Give me some soul, leave out the crocodiles

When I was 21 and travelling across Ireland, I made my way to the town of Doolin on the West coast where I checked in to a hostel and there I met an Aussie girl. She had been travelling solo for two years, trading gourmet dinners for cans of sardines and Saltines; a wardrobe full of designer jeans for two changes of plain, comfortable travel garb; and prestige for bar jobs and summer teaching gigs. But she got to go down to the shore at sunset and stare at the green Cliffs of Moher and toss stones into the sea. She got to read Down and Out in London and Paris in, well, London and Paris, her hangovers came from too much whisky at Sol discotheque in Madrid and were well worth their trouble, and she wiped the sweat from her brow at the Acropolis in summer.

We sat on that old wooden picnic table and smoked and talked. The hours passed and a cup of tea turned to a bottle of wine and turned to two, and I ate up every story she told. She made me wish I had the balls to give up a conventional life filled with stupid stuff that gets old for a life filled with memories that never need to be mended, never accumulate dust.

I wish I had kept in touch with her just to know if she had a blog today so that I could read it, even if she had gone on to live an ordinary life. Because there are some people who just know how to tell a story, and there are others who just don't, despite having a life less ordinary.

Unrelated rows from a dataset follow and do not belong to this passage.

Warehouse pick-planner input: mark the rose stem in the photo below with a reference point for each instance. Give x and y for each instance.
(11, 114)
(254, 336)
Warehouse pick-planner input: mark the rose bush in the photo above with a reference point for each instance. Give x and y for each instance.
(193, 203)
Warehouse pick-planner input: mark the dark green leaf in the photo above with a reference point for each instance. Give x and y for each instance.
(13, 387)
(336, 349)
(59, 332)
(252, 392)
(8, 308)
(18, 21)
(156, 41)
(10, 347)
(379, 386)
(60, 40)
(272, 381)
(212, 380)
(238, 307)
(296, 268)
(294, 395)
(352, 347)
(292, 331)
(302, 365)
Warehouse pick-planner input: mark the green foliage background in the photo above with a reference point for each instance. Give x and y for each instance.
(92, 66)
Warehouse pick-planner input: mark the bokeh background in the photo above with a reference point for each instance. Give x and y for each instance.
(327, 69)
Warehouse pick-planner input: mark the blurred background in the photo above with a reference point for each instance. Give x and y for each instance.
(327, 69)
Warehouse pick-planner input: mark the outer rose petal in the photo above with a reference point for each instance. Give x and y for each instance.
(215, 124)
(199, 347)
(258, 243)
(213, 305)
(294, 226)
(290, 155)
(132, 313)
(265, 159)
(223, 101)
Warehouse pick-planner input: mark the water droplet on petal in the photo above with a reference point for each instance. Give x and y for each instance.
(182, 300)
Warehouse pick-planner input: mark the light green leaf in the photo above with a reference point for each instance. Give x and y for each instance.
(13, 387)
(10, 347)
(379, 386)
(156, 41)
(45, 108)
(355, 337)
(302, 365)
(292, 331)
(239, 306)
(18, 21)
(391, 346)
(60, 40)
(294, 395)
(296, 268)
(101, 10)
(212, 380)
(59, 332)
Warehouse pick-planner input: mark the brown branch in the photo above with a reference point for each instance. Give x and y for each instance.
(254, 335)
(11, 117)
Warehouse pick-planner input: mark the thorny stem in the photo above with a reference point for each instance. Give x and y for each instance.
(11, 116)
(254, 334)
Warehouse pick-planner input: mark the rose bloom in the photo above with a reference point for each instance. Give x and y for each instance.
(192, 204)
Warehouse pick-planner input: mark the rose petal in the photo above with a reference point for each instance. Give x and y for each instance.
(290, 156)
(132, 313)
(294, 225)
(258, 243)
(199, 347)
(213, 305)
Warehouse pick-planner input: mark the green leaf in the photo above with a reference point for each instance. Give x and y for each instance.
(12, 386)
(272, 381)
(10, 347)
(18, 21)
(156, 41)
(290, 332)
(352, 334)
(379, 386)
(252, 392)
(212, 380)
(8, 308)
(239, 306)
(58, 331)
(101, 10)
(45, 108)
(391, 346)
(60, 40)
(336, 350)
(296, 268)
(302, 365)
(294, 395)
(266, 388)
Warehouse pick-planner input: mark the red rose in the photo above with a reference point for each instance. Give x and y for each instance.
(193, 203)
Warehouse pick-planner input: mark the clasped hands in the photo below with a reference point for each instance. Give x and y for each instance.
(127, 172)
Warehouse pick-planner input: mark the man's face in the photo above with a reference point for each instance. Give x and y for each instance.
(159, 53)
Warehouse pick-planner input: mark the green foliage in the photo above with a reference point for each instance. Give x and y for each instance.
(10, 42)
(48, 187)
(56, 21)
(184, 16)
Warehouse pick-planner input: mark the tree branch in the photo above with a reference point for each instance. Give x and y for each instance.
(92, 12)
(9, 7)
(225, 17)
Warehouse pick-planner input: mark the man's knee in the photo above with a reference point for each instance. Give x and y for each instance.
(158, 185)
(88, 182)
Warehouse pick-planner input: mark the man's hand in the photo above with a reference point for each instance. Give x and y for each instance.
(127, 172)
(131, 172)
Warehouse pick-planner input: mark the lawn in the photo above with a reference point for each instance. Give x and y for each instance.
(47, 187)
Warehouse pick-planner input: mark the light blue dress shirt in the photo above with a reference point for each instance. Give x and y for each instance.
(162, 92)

Travel With A Couple is a decently written blog by an Indian couple who are travelling across their country, which sounds promising enough.

But my first problem with today's blogger is that s(he) uses the first person plural, "we" when s(he) writes, refering to both self and spouse. I feel like I'm reading the blog of incestuous Siamese twins. If you wipe your own ass (and I suspect you do or at least you do the water jug and left hand deal thingy that I've heard about) you should be posting in first person singular so your readers can get a feel for your individual personalities. Otherwise you're just this blob of a conglomerated human.

Secondly, I hate the fact that the full posts do not appear in my reader, which means I have to take my mouse and click on the fucking blog on the off chance that I might want to continue reading. Waiting for a page load equals work. So basically I don't even know you and you're already asking me to help you move and pick you up from the airport. For bloggers to get away with this demanding behavior, they better be prepared to blow their readers' minds with some attention-grabbing introduction, like maybe a paragraph about having a threesome on the back of the bus on the way to Bangalore or something, not this PBS-on-codeine shit:

"The Great Indian Bustard didn’t reveal itself to us. But our birding experience at Nannaj Bird Sanctuary wasn’t disappointing. We spotted many other birds (don’t ask for names, though we went there armed with A Field Guide to the Birds of India) and as a bonus, saw two wolves chasing blackbucks. Nannaj Bird Sanctuary, officially called [...]"
Fasten your fucking seatbelts because we're going to a bird sanctuary with a bird book. Jesus Christ, could your intros possibly turn me off anymore? Even if I were into birds, I would already want to brass knuckle your collective nuptial bindi to beat the ho-hum out of you.

Now, don't get me wrong, this blog is probably a wet dream for anyone who happens to be travelling around India, especially if they get turned on by tiresome geographical data and abstracts on the local fauna. If, however, you are not, get ready to not give a shit.

The Couple, my advice to you is to move beyond the travel book writing forte and start thinking about readers like me that are just living our sell-out lives at 9 to 5 jobs with errands to run and dinner to make, that need more than you're giving. Don't you see that the experiences you get to draw from provide limitless possibilities and your pigeonholing yourself into factual reports?

I want to know what you saw from the train that reminded you of your childhood playmate. I want to know about the fragrance in the restaurant that made you think of your mother today. I want to know about the guy with the flaring nostrils that stared at you on the train whose poverty made you uncomfortable. I want to be in the room with you while you two have a fight under a leaky air conditioner.

I want to know this: what does your soul say when you travel?